KNOWN for crafting haunted, deeply atmospheric folk tunes, Valley Maker is the solo project of US singer-songwriter Austin Crane. With the three albums to his name, the most recent being 2018’s ‘Rhododendron’, Crane has shared his first new song of 2020; a beautifully crafted six-minute epic called ‘Mockingbird’.

Marking Valley Maker’s first release since relocating to his native Columbia, ‘Mockingbird’ is a delicate, atmospheric number that finds Crane reflecting on settling back into an old, familiar space and community. A song that feels very of its time, it’s about patience and embracing uncertainty; his intensely mellow vocals joined by sweet female harmonies, delicate folk melodies and slight electronic flourishes. With an ability to completely transport the listener to a far-off location for a few minutes a time, there’s a very timeless quality to Crane’s songwriting and existential lyricism and this shines through once again on ‘Mockingbird’.

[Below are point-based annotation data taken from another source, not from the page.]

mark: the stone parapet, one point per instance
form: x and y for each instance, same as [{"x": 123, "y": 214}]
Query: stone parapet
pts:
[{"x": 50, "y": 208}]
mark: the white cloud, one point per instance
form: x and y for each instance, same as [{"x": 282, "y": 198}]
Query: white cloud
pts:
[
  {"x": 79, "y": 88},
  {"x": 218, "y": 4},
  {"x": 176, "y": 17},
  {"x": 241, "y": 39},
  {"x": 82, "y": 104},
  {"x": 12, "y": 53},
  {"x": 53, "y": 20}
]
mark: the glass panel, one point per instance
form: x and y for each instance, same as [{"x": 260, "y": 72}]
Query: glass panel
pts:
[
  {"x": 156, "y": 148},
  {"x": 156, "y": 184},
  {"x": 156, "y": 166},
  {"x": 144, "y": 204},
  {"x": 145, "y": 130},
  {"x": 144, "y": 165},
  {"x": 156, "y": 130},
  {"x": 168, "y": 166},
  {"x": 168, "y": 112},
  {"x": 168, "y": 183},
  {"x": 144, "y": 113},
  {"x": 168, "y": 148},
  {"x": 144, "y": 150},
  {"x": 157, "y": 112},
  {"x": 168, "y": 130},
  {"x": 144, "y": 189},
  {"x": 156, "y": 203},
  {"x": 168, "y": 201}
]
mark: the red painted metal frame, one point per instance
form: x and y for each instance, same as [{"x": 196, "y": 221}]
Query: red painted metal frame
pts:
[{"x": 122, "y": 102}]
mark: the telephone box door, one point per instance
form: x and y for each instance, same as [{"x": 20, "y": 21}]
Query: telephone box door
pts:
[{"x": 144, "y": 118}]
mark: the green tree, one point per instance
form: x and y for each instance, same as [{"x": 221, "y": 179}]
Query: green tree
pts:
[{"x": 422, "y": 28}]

He said “I wrote ‘Mockingbird’ within a week of moving to Columbia, SC, having just left my home of seven years in Seattle to return to the area and community I grew up in. It’s a song about trying to settle in while feeling quite unsettled. My wife, Megan, and I had just bought a small, historic house that needed (still needs!) a lot of work, and wanting to do something tangible and forward looking, I planted my favorite tree in the yard: a Japanese Maple. There’s a line in the song that acknowledges how I’ll “sit for a while and watch it grow,” as a way of accepting that season of uncertainty and transition. I guess when I wrote the song, I didn’t know how long I would be doing just that. So while “Mockingbird” was written a few months before the pandemic upended life as we knew it, the song resonates deeply, for me, with this strange season of life. Both the song and video meditate on memory, time, and aging; they both try to embrace the uncertainty, absurdity and beauty of life; and they reflect a feeling of being in-between places and communities.”

Check out the scenic video below.

Photo by Bree Burchfield.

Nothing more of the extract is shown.